Thursday, June 10, 2021

Plotting and Discovery

In the June issue of LOCUS, Kameron Hurley writes about how she gets from the beginning of a story to the end:

Endings and Beginnings

I'm always interested in the techniques used by other writers, and Hurley's current procedure isn't quite like any I've come across before. She describes how her method changed from free-writing in a process of discovery all the way through a piece of fiction to a hybrid of freeform and outlining. Early in her career, she "began every story with a scene, an inciting incident, a mood, a situation, and wrote until [she] figured out what happened next." She ended up with "dozens and dozens of beginnings, a few middles, and not a lot of endings." As she points out, it's hard to sell beginnings and middles to publishers.

Now she free-writes the beginning, works on it until the characters and their motivations become clear, and then plots the rest of the book. She needs to write a story opening that establishes all the vital ""problems, relationships, tensions, and setups" before she can move forward. Judging from the rest of the essay, Hurley seems to be very much a character-driven rather than plot-driven writer. She finds that, for her, it's "impossible to write an ending unless the beginning works." She concludes the essay with the principle, "Get the first part right, and you'll find the ending was staring at you all along."

This method runs contrary to the common advice to write the ending first and then work out what needs to happen to get there. Even if a writer doesn't literally compose the final scene first, it's generally assumed that for effective fiction writing the author has to know the culmination all along. On the other hand, Nora Roberts, in answer to a question at a conference session where I heard her speak, claimed she didn't outline her Eve Dallas mysteries (published under the name "J. D. Robb"). She was as surprised by the twists and turns of the murder investigations as Lt. Dallas was. The notion of writing a detective story that way boggled my mind. Imagine the backtracking and revision that must be required to make all the clues fit the solution. Yet clearly this method works for Roberts, who dependably releases two Lt. Dallas "In Death" mysteries every year in addition to the Nora Roberts romances.

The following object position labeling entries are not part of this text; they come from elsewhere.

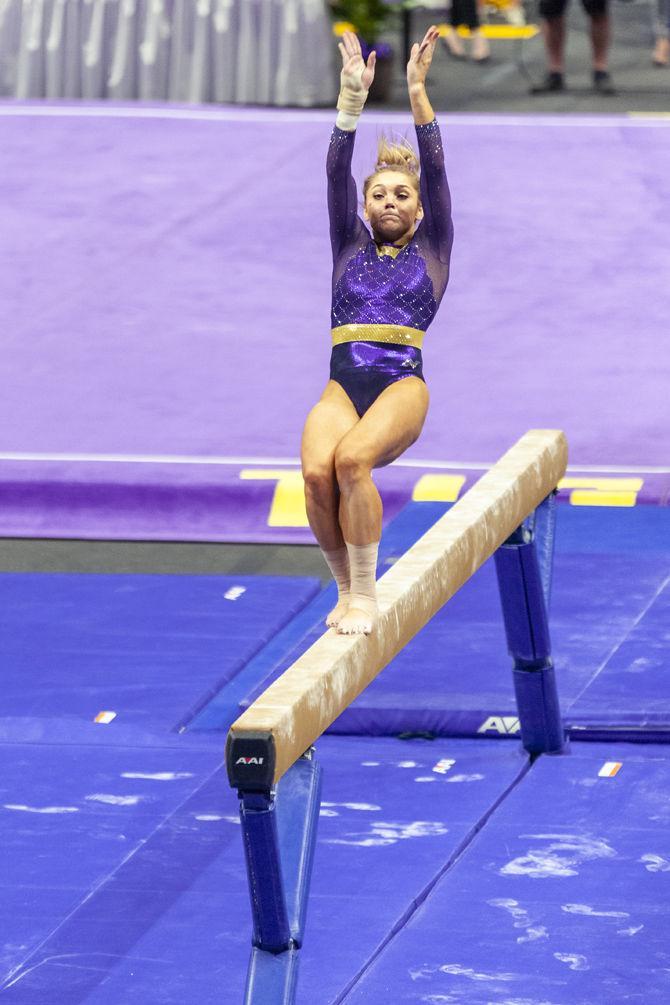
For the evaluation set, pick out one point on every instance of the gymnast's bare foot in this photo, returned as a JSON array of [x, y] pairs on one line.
[[338, 612], [360, 618]]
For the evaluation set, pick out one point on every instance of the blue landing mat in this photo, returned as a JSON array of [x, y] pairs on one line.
[[151, 648], [72, 822], [608, 606], [168, 920], [563, 899]]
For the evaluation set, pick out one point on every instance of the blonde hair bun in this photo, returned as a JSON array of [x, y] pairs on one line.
[[398, 155], [395, 155]]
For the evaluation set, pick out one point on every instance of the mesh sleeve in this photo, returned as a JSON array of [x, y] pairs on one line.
[[436, 228]]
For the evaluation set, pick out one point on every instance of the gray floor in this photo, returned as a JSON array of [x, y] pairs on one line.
[[501, 84], [160, 558]]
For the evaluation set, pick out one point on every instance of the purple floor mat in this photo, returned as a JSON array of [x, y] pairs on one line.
[[160, 300]]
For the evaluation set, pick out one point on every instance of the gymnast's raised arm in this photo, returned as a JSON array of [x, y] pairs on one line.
[[355, 81], [437, 225]]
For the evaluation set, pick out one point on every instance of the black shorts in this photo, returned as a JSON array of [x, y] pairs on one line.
[[550, 9]]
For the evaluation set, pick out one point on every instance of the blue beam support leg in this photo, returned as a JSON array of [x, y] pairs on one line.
[[279, 833], [523, 567]]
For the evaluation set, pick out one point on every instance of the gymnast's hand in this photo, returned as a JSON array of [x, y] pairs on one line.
[[356, 73], [421, 58]]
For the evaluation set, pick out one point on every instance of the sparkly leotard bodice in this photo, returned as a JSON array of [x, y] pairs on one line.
[[387, 285]]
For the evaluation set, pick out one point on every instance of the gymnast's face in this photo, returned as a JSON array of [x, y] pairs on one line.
[[393, 207]]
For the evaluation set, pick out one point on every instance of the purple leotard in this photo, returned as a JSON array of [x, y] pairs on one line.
[[383, 285]]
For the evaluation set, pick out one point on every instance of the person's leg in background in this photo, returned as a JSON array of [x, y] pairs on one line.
[[598, 11], [552, 14], [661, 52], [466, 12]]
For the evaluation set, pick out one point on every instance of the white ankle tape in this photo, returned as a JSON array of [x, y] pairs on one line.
[[359, 602], [338, 563], [363, 568]]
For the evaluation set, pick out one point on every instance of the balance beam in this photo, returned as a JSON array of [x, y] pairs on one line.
[[294, 711]]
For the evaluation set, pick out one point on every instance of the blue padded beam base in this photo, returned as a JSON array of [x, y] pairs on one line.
[[266, 888], [523, 567], [298, 805], [279, 833], [271, 979]]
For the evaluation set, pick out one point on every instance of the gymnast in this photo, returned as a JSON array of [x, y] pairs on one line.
[[386, 291]]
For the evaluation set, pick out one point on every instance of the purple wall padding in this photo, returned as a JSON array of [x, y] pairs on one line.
[[165, 292]]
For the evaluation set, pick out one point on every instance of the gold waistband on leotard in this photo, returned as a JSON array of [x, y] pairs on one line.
[[398, 335]]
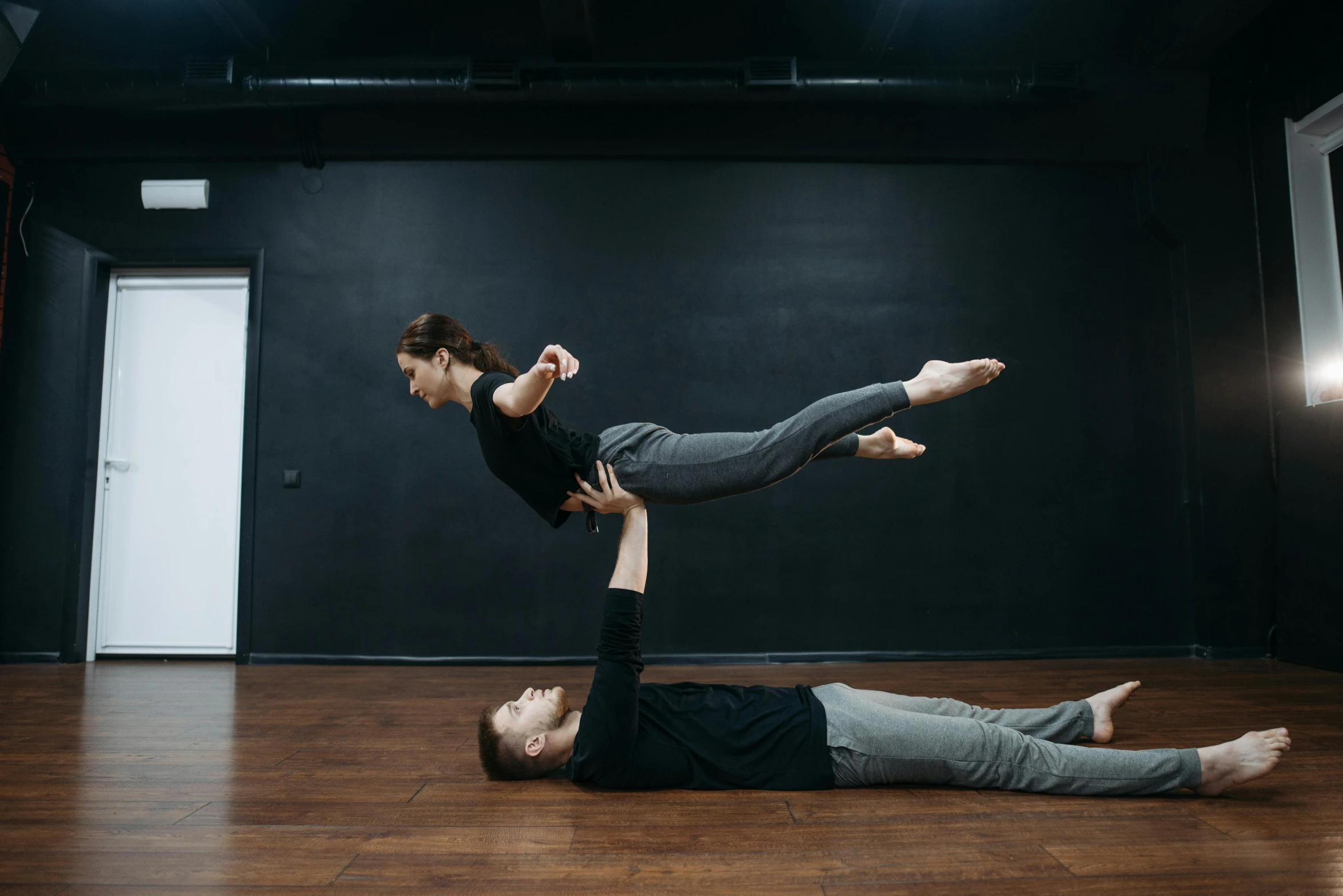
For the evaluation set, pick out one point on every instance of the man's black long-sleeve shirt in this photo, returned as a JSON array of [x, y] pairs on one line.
[[702, 737]]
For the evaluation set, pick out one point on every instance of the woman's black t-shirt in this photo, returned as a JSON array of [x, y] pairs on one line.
[[533, 455]]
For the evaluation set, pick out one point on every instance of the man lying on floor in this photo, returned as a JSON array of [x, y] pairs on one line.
[[634, 735]]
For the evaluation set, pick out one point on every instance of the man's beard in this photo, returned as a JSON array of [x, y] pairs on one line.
[[562, 709]]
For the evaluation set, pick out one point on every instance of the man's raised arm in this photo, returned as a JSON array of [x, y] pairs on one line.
[[632, 566]]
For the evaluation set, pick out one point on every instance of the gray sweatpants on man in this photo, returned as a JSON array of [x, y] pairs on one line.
[[880, 738], [667, 467]]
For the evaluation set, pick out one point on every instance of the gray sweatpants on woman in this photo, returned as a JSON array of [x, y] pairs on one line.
[[880, 738], [667, 467]]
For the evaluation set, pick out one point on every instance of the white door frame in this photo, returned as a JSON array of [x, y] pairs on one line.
[[108, 362]]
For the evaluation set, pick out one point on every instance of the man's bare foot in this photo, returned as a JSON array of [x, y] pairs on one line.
[[886, 445], [1105, 706], [939, 380], [1247, 758]]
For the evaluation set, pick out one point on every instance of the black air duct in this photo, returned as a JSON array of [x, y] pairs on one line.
[[497, 81]]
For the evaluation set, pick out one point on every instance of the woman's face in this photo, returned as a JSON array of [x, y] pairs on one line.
[[429, 377]]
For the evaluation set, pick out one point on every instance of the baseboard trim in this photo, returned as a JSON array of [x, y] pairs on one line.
[[31, 657], [776, 658], [1229, 652]]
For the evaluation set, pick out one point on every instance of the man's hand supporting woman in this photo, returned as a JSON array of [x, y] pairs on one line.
[[632, 566]]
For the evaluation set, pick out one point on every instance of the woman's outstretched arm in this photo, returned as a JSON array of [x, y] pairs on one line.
[[525, 395]]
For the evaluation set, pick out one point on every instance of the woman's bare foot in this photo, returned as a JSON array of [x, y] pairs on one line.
[[1247, 758], [886, 445], [1105, 706], [939, 380]]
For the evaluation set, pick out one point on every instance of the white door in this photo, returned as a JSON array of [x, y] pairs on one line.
[[172, 435]]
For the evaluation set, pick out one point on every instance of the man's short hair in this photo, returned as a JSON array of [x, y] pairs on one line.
[[500, 759]]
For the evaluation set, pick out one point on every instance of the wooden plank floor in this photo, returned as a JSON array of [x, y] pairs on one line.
[[125, 777]]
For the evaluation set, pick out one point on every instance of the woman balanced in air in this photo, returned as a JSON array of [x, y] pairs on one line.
[[552, 467]]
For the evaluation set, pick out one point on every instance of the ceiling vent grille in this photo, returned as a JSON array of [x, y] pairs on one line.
[[1055, 78], [780, 71], [209, 71], [495, 74]]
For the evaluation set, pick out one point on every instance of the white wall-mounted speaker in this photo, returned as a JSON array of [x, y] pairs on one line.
[[175, 194]]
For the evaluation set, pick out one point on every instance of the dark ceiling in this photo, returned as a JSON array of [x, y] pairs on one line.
[[1103, 35]]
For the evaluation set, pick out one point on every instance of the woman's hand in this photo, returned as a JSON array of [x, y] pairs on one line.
[[556, 364], [525, 395], [611, 499]]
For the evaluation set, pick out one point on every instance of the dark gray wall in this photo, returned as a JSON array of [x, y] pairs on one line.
[[1049, 511]]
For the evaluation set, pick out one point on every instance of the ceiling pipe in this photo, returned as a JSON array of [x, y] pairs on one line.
[[507, 82]]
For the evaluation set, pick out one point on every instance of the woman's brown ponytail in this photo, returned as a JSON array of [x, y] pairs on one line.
[[433, 331]]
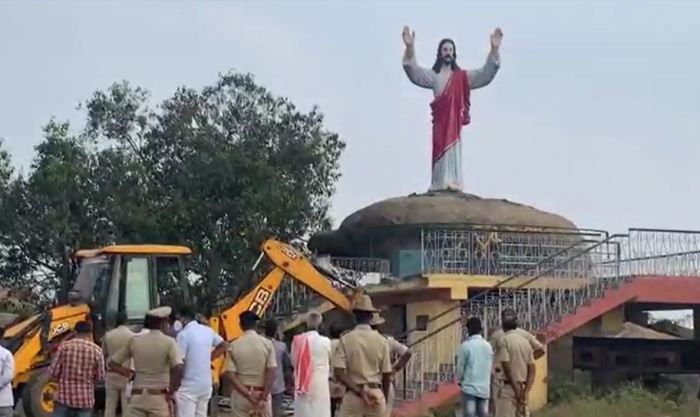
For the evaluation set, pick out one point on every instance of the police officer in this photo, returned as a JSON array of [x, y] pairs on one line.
[[398, 351], [115, 384], [250, 368], [515, 356], [362, 362], [157, 367]]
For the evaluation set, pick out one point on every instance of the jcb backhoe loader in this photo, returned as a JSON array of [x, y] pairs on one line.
[[134, 279]]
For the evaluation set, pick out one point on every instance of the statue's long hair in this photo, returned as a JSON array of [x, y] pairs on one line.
[[438, 60]]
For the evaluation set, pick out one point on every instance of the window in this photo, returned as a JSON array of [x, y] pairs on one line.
[[170, 286], [138, 292], [422, 322]]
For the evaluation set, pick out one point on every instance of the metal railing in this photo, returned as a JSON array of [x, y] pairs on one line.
[[434, 355], [362, 267], [575, 275], [499, 252]]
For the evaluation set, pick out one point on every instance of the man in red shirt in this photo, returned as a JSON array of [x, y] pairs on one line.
[[77, 366]]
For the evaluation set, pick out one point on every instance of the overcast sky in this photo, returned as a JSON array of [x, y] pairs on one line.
[[594, 115]]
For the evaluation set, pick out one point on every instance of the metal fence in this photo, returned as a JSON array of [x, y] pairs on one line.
[[565, 278]]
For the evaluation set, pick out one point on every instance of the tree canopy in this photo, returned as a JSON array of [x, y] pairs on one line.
[[218, 169]]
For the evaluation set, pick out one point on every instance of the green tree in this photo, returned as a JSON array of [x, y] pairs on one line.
[[218, 169]]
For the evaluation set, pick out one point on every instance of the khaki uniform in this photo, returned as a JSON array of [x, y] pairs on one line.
[[249, 357], [115, 384], [516, 349], [364, 354], [337, 387], [497, 376], [396, 350], [154, 355]]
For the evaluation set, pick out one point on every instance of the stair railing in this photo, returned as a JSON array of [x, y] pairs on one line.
[[426, 369]]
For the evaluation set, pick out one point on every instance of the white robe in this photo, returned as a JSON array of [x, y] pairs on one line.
[[447, 171], [317, 402]]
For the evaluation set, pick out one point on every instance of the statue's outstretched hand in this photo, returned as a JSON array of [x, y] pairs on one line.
[[408, 36], [496, 38]]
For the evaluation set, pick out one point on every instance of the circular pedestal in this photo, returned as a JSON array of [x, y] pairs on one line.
[[382, 228]]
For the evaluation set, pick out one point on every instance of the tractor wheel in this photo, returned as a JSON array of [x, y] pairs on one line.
[[38, 394]]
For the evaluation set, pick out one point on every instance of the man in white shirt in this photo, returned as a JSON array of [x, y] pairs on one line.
[[196, 342], [7, 372], [311, 356]]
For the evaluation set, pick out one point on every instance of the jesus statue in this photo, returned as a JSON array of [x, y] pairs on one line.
[[451, 87]]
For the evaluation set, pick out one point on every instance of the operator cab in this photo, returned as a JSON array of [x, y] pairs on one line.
[[129, 278]]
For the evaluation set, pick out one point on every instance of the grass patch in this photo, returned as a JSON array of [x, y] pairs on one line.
[[628, 401]]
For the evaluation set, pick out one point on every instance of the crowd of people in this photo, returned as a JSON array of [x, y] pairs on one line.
[[165, 369], [496, 376]]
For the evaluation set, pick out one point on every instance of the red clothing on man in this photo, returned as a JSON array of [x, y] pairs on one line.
[[76, 367]]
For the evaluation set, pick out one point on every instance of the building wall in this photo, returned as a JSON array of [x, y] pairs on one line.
[[441, 348], [561, 351]]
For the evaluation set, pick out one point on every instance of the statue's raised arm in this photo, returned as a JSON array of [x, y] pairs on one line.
[[422, 77], [450, 108], [481, 77]]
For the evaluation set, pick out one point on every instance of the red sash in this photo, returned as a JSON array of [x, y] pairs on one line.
[[450, 111]]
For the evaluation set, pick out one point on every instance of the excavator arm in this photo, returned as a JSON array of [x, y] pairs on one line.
[[287, 261]]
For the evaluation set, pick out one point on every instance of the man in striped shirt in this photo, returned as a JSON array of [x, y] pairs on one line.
[[77, 366]]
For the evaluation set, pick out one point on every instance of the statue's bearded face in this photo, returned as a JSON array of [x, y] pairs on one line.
[[447, 52], [446, 55]]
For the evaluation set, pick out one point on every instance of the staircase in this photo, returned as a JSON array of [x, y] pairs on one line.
[[569, 285]]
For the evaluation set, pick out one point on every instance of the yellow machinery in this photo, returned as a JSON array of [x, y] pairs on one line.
[[135, 279]]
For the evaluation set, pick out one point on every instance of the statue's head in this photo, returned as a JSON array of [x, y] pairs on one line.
[[446, 55]]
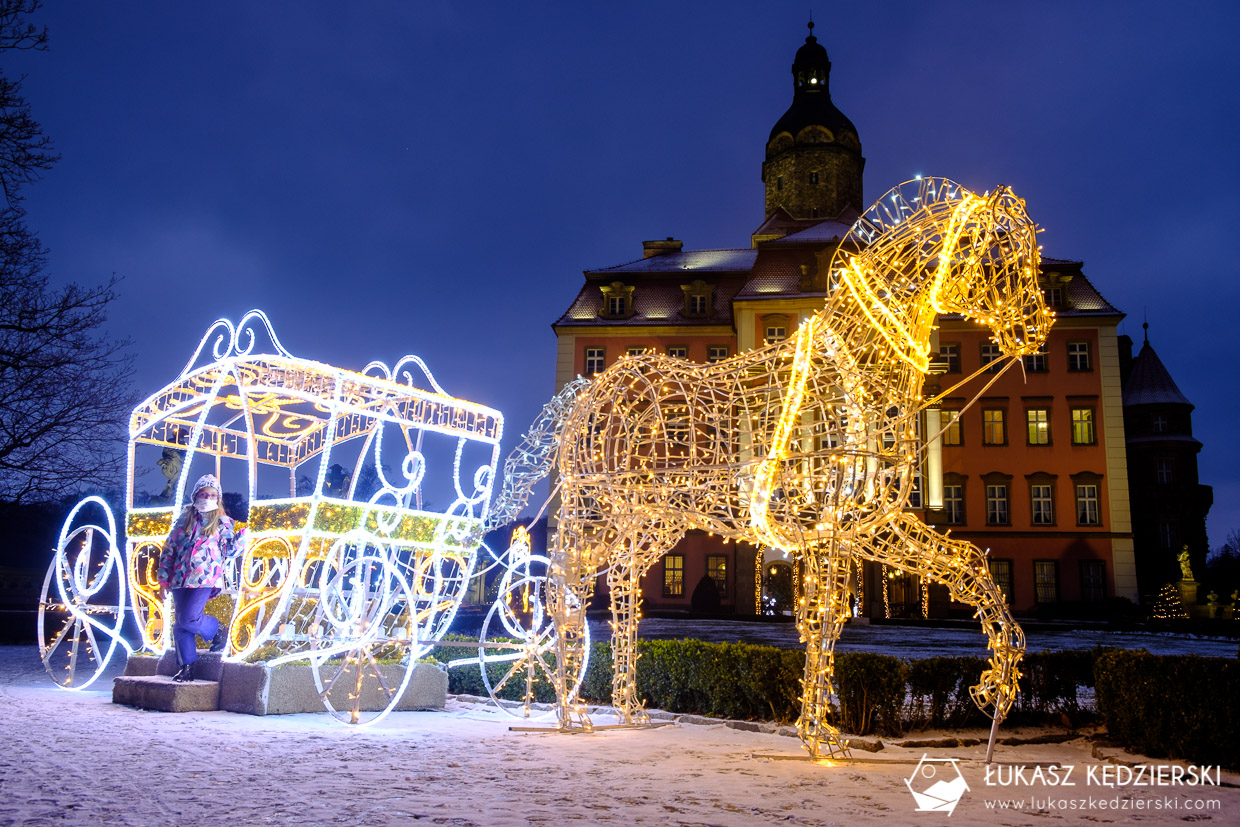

I'm one of those dedicated outliners Hurley mentions, who would find her old process, if not exactly "horrifying" as she puts it, distressingly inefficient. As a novice writer, I surged forward through my narratives on waves of inspiration. In my teens, writing short pieces, I found that approach could work well enough, in the sense that I finished stories. (Whether they were any good is a different matter.) Holding a short-story or novelette plot in my head from beginning to end wasn't hard. When I started trying to create novels, though, starting at the beginning and charging forward to the end resulted in often not reaching the end because I'd get bogged down in the middle. I realized I needed to know where the plot was going and the steps along the road. For the same reason, although I used to occasionally write scenes out of order (as Diana Gabaldon, a bestselling "pantser," does), I've long since switched to linear scene-by-scene composition following my outline. With my early novel-writing attempts, if I yielded to the temptation of writing the most "exciting" incidents first, I tended to get bored with the necessary filling-in work. Some "pantsers" find an outline too limiting. I feel just the opposite; the outline liberates me from the fear of getting stuck in the middle and losing interest in the project.

Regardless of one's favorite method of composition, one of Hurley's discoveries has general application: Plot doesn't consist of "what happened to people"; it's "how people respond to and influence the world around them."